Title: Allosteric Biosensors Unravel GTPase-Effector Feedback
Description:
Abstract Fluorescent biosensors that report protein conformation in vivo have been invaluable for understanding how the spatio-temporal dynamics of signaling controls cells.
However, for GTPases these biosensors report the activated conformation using reagents that block the binding of downstream proteins, generating dominant negative effects and altering normal cell physiology.

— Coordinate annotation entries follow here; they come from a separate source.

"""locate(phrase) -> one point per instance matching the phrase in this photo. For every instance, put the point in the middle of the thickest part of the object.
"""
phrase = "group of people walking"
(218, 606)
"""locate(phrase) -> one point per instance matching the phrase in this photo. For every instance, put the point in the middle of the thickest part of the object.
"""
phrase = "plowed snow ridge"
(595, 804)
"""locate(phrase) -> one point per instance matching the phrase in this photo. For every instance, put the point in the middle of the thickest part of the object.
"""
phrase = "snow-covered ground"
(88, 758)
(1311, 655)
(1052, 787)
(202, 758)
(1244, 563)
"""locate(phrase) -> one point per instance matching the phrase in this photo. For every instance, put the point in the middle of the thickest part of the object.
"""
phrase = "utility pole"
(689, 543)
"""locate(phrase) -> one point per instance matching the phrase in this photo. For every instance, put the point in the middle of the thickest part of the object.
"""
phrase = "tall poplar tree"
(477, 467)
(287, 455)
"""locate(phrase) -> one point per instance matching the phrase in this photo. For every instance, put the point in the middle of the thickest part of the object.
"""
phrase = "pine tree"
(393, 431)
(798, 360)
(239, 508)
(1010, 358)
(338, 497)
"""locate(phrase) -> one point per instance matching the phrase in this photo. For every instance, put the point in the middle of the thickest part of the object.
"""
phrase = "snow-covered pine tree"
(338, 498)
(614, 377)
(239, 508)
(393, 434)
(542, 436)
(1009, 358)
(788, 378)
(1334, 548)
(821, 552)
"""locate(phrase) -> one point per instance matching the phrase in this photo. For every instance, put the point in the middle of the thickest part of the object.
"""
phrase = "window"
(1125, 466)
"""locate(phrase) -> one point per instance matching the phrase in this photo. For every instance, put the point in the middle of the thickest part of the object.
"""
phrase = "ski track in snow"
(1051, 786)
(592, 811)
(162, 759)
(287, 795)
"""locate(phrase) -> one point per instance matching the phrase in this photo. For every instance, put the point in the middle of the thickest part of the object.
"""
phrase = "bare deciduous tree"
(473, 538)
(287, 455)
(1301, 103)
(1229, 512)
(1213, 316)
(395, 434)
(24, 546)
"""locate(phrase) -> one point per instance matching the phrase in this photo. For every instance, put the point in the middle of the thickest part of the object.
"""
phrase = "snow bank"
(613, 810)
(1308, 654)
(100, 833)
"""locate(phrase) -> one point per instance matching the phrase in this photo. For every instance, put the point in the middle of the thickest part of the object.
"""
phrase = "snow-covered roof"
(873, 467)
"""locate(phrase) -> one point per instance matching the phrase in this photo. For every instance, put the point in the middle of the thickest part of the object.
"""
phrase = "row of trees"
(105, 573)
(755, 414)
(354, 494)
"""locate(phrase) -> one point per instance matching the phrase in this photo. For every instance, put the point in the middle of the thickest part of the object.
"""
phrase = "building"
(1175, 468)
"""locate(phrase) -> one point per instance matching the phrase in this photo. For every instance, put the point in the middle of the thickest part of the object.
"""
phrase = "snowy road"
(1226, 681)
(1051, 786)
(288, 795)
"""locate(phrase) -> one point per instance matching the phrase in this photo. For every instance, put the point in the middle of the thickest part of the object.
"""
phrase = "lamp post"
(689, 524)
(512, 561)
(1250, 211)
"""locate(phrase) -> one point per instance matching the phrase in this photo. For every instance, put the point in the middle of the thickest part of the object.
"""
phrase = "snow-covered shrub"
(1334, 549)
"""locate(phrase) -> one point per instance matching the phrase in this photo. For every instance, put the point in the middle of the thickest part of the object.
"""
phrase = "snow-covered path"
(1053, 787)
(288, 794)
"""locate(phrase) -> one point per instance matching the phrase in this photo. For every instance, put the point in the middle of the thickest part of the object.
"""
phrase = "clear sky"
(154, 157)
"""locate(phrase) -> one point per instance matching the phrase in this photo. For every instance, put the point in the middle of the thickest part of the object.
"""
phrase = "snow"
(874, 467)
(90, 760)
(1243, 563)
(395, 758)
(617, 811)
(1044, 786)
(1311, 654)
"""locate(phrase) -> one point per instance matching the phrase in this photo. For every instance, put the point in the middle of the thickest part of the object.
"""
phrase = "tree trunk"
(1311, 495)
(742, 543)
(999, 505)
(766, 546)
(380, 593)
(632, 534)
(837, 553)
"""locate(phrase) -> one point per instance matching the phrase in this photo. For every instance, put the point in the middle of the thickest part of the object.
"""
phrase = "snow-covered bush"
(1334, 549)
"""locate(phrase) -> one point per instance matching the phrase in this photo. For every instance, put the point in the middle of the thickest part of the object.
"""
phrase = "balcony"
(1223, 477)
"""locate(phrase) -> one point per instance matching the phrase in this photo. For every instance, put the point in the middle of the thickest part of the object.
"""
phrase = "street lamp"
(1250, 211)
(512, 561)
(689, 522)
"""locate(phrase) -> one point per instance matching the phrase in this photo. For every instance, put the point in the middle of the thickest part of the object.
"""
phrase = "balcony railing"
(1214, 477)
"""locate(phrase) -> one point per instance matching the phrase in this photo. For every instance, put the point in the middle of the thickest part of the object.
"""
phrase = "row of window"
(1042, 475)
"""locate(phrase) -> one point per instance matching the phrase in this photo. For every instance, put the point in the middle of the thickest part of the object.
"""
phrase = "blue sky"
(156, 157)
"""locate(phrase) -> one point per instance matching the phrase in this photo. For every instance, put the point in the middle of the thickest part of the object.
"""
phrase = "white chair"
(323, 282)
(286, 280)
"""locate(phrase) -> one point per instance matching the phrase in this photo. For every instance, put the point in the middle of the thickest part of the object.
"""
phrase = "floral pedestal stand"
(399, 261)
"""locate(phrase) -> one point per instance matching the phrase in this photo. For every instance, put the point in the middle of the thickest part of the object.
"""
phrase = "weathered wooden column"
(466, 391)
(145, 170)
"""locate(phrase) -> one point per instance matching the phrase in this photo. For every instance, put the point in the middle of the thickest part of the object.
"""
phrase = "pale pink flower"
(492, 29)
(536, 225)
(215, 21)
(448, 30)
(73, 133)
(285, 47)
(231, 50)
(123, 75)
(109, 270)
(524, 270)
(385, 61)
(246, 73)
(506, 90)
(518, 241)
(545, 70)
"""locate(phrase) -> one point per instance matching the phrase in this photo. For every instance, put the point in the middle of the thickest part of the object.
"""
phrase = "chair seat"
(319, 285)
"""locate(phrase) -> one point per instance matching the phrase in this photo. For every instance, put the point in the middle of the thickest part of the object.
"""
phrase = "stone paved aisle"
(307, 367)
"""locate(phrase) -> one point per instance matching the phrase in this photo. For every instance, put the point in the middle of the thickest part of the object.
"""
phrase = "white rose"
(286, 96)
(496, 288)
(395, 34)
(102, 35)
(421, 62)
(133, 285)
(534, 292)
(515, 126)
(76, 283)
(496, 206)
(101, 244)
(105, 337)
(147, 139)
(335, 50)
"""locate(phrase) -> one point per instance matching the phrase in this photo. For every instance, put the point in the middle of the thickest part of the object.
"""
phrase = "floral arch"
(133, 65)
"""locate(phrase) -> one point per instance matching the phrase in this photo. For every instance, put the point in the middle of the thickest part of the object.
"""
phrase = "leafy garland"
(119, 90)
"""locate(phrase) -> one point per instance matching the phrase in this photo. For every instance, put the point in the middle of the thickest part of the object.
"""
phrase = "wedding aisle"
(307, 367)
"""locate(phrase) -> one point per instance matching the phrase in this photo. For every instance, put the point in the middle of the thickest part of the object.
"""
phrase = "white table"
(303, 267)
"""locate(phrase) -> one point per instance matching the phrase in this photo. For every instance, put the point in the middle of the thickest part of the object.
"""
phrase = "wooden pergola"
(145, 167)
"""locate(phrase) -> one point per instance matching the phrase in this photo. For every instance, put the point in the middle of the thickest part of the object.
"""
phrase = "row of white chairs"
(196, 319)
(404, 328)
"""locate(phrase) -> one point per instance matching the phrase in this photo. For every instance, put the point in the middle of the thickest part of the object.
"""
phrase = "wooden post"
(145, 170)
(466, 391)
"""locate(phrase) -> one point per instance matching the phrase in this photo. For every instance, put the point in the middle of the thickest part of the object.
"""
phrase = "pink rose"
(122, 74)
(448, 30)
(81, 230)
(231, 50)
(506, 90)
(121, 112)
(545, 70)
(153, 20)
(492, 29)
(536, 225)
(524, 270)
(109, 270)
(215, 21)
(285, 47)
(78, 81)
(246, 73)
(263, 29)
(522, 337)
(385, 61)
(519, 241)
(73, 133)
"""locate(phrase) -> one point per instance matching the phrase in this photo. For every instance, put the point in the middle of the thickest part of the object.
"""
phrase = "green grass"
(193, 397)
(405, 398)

We present here a generalizable design to make GTPase biosensors (AlloRac1 and AlloCdc42), in which a circularly permuted fluorescent protein is inserted into a conserved loop allosterically connected to the effector binding site, generating activity-dependent fluorescence without blocking ligand interactions.
The Rac1 biosensor showed that effector interactions led to increased Rac1 activation, indicating an auto-regulatory positive feedback made visible by the new biosensor design.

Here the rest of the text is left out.